A few of you know, most of you don't, that about 6 months ago I met a guy on an online dating website (lame! I know. And I said I'd never do that too.). And we spent a lot of time emailing back & forth and getting to know each other. Super nice guy! Local, hard working Dutch farm boy, involved in his church, drives a pickup truck, and not bad lookin' either!

(I can pretty much say whatever I want about him cause he doesn't read this!)

You know.... there's always that glimmer of hope that something is actually going to work out in your favour. And I was really hoping that this time might be it!

I've met him. Real live, in the flesh - and he looks like his picture! We've gone out a few times (more than 3, less than 6). That's hard to explain too... What exactly is the correct term to use when you're going out on dates with a guy, but you're not actually dating him?

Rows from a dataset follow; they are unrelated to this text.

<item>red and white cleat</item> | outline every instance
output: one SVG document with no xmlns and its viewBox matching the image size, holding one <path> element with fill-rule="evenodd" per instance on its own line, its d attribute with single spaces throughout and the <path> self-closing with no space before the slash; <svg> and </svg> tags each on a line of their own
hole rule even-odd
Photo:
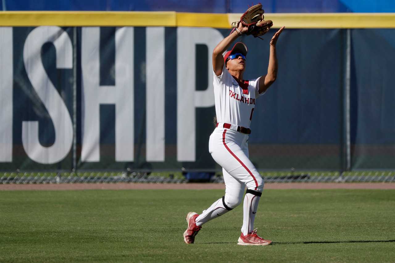
<svg viewBox="0 0 395 263">
<path fill-rule="evenodd" d="M 188 228 L 184 232 L 184 242 L 186 244 L 193 244 L 195 242 L 195 236 L 201 228 L 201 226 L 196 225 L 196 219 L 199 216 L 195 212 L 189 212 L 186 215 L 185 220 L 188 223 Z"/>
<path fill-rule="evenodd" d="M 271 240 L 264 239 L 258 236 L 256 229 L 245 236 L 241 233 L 238 241 L 237 244 L 243 246 L 266 246 L 272 243 Z"/>
</svg>

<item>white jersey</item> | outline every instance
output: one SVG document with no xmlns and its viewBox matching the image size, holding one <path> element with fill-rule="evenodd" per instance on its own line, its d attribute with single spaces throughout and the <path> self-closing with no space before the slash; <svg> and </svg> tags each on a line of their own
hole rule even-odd
<svg viewBox="0 0 395 263">
<path fill-rule="evenodd" d="M 249 128 L 255 100 L 263 94 L 258 92 L 260 77 L 245 81 L 241 86 L 225 65 L 220 76 L 213 73 L 217 122 Z"/>
</svg>

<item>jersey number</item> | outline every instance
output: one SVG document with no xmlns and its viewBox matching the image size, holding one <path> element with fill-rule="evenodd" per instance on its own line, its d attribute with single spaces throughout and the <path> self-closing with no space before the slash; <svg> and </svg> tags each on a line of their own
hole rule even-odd
<svg viewBox="0 0 395 263">
<path fill-rule="evenodd" d="M 251 120 L 252 118 L 252 113 L 254 113 L 254 108 L 251 110 L 251 115 L 250 115 L 250 120 Z"/>
</svg>

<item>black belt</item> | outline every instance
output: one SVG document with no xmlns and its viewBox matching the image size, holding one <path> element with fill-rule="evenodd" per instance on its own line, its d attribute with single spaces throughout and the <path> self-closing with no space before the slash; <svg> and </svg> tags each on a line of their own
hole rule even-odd
<svg viewBox="0 0 395 263">
<path fill-rule="evenodd" d="M 223 127 L 225 129 L 230 129 L 231 126 L 232 124 L 229 124 L 229 123 L 224 123 Z M 216 127 L 218 127 L 218 123 L 217 123 L 217 125 Z M 242 133 L 245 133 L 246 134 L 249 134 L 251 133 L 251 129 L 250 128 L 246 128 L 245 127 L 242 127 L 241 126 L 237 126 L 237 132 L 241 132 Z"/>
</svg>

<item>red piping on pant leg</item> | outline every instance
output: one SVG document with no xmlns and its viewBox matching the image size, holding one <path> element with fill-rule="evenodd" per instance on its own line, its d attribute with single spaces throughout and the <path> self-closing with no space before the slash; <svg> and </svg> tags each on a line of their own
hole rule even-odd
<svg viewBox="0 0 395 263">
<path fill-rule="evenodd" d="M 231 154 L 232 156 L 233 156 L 233 157 L 234 157 L 240 163 L 240 164 L 241 164 L 243 167 L 245 168 L 245 169 L 247 170 L 247 171 L 250 174 L 250 175 L 252 177 L 252 178 L 254 179 L 254 180 L 255 182 L 255 190 L 256 190 L 258 189 L 258 182 L 256 181 L 256 179 L 255 179 L 255 177 L 252 174 L 252 173 L 251 172 L 251 171 L 250 171 L 250 169 L 248 169 L 247 167 L 247 166 L 246 166 L 243 163 L 243 162 L 241 162 L 241 160 L 240 159 L 237 158 L 237 156 L 236 156 L 236 155 L 235 154 L 233 153 L 233 152 L 232 152 L 232 151 L 230 150 L 230 149 L 229 149 L 229 147 L 226 145 L 226 143 L 225 142 L 225 135 L 226 133 L 226 130 L 224 131 L 224 133 L 222 133 L 222 143 L 224 143 L 225 147 L 226 148 L 226 150 L 227 150 L 230 153 L 230 154 Z"/>
</svg>

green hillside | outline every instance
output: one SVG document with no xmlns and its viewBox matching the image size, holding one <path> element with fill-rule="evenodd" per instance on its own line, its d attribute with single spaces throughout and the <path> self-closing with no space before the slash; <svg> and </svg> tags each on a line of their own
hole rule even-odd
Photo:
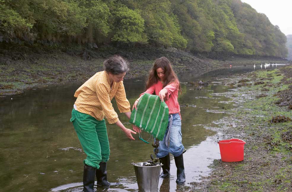
<svg viewBox="0 0 292 192">
<path fill-rule="evenodd" d="M 287 59 L 292 60 L 292 35 L 287 36 L 287 43 L 286 46 L 288 49 L 288 56 Z"/>
<path fill-rule="evenodd" d="M 150 45 L 285 57 L 286 37 L 240 0 L 0 0 L 0 42 Z"/>
</svg>

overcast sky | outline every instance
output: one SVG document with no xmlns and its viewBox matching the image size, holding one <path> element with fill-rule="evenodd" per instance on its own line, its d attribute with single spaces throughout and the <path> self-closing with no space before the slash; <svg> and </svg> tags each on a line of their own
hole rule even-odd
<svg viewBox="0 0 292 192">
<path fill-rule="evenodd" d="M 286 35 L 292 35 L 292 0 L 241 0 L 259 13 L 264 13 Z"/>
</svg>

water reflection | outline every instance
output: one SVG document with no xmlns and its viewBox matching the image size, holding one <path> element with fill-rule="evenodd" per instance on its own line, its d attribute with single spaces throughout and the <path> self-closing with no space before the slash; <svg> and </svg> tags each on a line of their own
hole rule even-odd
<svg viewBox="0 0 292 192">
<path fill-rule="evenodd" d="M 183 93 L 179 97 L 181 105 L 192 106 L 181 108 L 183 142 L 188 149 L 184 154 L 186 182 L 198 182 L 210 170 L 207 166 L 214 159 L 220 159 L 214 131 L 204 128 L 216 126 L 212 122 L 228 114 L 217 109 L 234 107 L 228 98 L 210 95 L 230 91 L 215 78 L 234 73 L 253 71 L 242 68 L 218 70 L 196 76 L 193 72 L 178 74 L 182 82 L 206 81 L 213 82 L 202 90 L 196 90 L 182 84 Z M 214 83 L 215 82 L 215 83 Z M 0 98 L 0 186 L 3 191 L 81 191 L 82 189 L 82 160 L 85 155 L 70 122 L 71 111 L 76 98 L 73 96 L 81 83 L 49 86 L 31 90 L 21 95 Z M 131 106 L 143 90 L 144 81 L 126 80 L 127 98 Z M 115 102 L 114 107 L 118 111 Z M 121 121 L 127 123 L 123 114 Z M 146 144 L 135 135 L 129 140 L 116 126 L 107 123 L 111 154 L 108 164 L 108 178 L 114 185 L 109 191 L 136 191 L 138 185 L 131 163 L 150 159 L 153 153 L 151 144 Z M 130 128 L 127 123 L 126 127 Z M 143 137 L 148 136 L 143 133 Z M 160 179 L 160 191 L 174 191 L 176 171 L 171 155 L 170 173 L 167 180 Z M 59 186 L 59 187 L 58 187 Z M 98 190 L 104 189 L 99 189 Z"/>
</svg>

What is the word for that? Uncommitted? :P

Anyway, things have been going painfully slow, and pretty much stalled out there a few weeks ago. Lack of 'spark', as some wise person put it. So we've had the "you know what, this isn't actually working, let's just be friends and if sometime in the distant future we both lose our memories and forget how awkward this was, maybe something magical will happen and we'll get that spark and live happily ever after, but until then, we're just friends" talk.

So, back to square one.
Umm... yeah.

I just keep repeating, "dating is awkward, but so is becoming the crazy cat lady, dating is awkward..."

I'm joking. You know that, right? I'm allergic to cats, otherwise I'd have 6 by now.

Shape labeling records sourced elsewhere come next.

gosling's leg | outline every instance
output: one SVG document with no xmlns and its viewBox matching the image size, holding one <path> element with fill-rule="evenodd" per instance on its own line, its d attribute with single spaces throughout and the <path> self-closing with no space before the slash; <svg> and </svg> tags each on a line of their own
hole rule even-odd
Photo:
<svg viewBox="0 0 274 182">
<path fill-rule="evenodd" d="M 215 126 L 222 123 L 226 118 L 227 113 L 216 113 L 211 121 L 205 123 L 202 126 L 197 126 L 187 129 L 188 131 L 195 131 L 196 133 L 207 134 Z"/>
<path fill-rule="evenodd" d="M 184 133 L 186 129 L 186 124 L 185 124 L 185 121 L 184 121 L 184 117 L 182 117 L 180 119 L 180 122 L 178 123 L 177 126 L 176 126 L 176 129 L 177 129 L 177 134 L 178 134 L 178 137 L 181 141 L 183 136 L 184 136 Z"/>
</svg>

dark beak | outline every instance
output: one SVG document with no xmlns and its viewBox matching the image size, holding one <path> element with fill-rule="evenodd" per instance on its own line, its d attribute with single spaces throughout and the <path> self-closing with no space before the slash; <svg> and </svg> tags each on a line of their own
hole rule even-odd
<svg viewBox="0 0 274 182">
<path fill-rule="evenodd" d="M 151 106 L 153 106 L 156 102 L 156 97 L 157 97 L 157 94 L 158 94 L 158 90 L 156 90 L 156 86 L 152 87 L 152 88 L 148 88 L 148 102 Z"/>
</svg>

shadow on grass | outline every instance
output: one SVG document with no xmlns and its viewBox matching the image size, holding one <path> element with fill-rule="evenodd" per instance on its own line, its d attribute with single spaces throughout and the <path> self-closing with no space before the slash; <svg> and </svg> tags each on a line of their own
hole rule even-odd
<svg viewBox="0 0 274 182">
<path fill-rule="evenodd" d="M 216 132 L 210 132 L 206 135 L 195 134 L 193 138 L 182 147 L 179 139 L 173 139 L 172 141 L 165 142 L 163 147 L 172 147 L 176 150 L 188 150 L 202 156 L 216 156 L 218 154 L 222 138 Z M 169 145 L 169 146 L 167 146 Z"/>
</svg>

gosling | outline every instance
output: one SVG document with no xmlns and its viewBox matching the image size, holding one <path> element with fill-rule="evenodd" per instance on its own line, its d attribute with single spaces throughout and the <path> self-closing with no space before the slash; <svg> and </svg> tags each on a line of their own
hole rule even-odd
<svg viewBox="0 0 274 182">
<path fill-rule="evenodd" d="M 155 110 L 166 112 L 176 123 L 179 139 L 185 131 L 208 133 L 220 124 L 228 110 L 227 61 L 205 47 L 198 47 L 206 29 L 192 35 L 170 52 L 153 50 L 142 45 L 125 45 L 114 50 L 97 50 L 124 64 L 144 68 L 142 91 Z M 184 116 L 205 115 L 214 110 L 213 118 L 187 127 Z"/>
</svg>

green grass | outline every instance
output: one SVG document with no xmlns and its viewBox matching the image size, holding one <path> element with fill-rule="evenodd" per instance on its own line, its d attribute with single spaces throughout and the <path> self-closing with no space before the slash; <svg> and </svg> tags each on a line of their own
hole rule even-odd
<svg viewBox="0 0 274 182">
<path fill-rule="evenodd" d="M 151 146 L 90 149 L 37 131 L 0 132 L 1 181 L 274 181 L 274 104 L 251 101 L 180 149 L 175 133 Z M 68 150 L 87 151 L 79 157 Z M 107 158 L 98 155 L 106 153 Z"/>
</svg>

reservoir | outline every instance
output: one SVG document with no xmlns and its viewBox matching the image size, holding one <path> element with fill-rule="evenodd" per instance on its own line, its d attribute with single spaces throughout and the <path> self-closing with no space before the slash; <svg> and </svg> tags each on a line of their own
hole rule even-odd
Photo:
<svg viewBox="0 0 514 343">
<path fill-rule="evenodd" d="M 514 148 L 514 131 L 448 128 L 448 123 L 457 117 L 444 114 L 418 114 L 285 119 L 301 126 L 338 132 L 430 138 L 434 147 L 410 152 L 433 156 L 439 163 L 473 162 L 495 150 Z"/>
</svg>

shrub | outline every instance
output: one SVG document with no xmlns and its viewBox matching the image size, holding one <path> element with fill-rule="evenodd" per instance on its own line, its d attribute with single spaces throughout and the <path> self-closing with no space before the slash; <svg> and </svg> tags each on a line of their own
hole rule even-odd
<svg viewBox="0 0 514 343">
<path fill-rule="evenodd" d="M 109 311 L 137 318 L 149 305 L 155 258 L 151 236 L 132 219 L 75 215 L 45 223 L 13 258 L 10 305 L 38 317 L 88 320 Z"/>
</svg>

I've been reading a lot of 1 Corinthians over the past 12 hours or so. That Apostle Paul guy really pushes the 'it's better to stay single and live for God' thing...

I need sleep.
:D

Wednesday, October 7, 2009

Typical Day at the Office

Not too much out of the ordinary today.

Went to work
Was late. Again. I'll blame it on construction.
Checked some email
Wrote some cheques
Shuffled some papers
Looked important at my desk
Took a phone call or two
Helped put a giant post in a hole
Helped cement the post in the ground
Carried around a 4ft level for awhile
Traded the level for a shovel for awhile
Did a bit of computer work
Mailed some letters

Yup. Pretty normal day.

All I have to say is that it's a good thing I was wearing blue jeans and not a pair of dress pants because somehow I got covered in mud.

Monday, October 5, 2009

fkwalksdjf!!

To. I am going TO do the dishes.
Two. I have TWO plates to wash.
Too. I put TOO many bubbles in the water.

There. I am going over THERE.
Their. THEIR car is blocking my driveway.
They're. THEY ARE going to move the car.

Where. WHERE are you going today?
Were. We WERE at the zoo.
We're. WE ARE going to take the bus.
Ware. That store sells plenty of WARES.
Wear. I'll WEAR shorts, thanks.

Weather. Have you seen the WEATHER? It is supposed to rain all week.
Whether. We'll go on vacation WHETHER or not it rains.

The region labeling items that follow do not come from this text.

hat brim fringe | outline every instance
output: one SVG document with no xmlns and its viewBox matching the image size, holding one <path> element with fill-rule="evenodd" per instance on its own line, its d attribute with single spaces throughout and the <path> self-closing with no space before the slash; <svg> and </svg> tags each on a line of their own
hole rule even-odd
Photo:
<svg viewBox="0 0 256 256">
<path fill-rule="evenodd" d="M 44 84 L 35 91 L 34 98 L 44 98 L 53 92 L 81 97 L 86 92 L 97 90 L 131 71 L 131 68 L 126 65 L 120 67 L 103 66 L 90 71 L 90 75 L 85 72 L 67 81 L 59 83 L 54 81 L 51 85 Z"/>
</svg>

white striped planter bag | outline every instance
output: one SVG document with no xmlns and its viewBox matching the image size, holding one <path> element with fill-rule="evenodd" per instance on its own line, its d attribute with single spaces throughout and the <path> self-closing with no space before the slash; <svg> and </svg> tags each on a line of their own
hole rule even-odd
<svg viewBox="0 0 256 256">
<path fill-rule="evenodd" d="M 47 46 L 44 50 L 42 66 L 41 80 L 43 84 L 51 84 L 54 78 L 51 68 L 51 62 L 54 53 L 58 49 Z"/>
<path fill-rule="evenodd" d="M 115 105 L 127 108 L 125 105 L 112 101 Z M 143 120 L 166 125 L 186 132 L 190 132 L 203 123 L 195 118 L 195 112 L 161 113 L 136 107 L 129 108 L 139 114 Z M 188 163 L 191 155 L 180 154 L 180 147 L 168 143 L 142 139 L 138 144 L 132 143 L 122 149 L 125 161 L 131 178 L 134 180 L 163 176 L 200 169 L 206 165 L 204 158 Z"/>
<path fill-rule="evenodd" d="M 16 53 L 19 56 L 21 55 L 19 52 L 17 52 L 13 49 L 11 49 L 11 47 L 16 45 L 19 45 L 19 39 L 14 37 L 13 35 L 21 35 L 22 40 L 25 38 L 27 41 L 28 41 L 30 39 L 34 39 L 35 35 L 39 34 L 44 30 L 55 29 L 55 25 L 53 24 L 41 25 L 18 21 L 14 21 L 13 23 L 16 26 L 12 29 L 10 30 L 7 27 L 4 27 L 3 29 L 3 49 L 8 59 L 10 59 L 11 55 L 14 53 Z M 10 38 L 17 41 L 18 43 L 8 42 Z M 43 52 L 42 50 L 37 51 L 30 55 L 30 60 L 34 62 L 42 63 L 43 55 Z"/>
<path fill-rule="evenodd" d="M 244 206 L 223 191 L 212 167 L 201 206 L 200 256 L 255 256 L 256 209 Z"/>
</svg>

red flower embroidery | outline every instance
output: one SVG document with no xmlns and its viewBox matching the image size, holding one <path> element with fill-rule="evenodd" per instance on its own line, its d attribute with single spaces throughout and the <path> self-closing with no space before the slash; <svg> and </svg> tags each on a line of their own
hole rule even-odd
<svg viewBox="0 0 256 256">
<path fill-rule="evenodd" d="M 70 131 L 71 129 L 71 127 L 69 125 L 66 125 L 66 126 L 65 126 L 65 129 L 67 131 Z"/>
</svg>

Its. The cat licked ITS paw.
It's. IT IS a beautiful night to save lives.
(admittedly, I get lazy and drop the comma in 'it's' frequently - but when push comes to shove, I do know how to use it (its, it's) properly)

Bare. The cupboards are bare.
Bear. I can't bear to see you're incredibly poor grammar skills any longer!

Your. YOUR car is in my way.
You're. YOU ARE not going to like what I'm planning to do about it.


GAHHH
Seriously, I am deeply concerned about our future generations' writing skills.
Of course, if you're reading this, your writing skills are most likely just fine. Maybe I should post this to Facebook...

Friday, October 2, 2009

Oooh Shiny!

I don't have tv, well, I mean, I have a tv, I just don't get any tv channels on it, so I end up watching too much YouTube.

Now, there's a lot of crap on YouTube, I should know... I'm responsible for some of it. But, there is also some decent entertainment to be found as well. One YouTube channel I've stumbled upon is Take180.com. They do a lot of parodies and movie spoofs and things. Pair that with my love of Harry Potter and you get this:




If you're looking for even more Harry Potter fun, you could check out 'A Very Potter Musical'. It's a musical written and performed by a bunch of college students with too much time on their hands. It's 23 videos in all and runs about 1 1/2 hours or so. I like it a lot. It's totally awesome.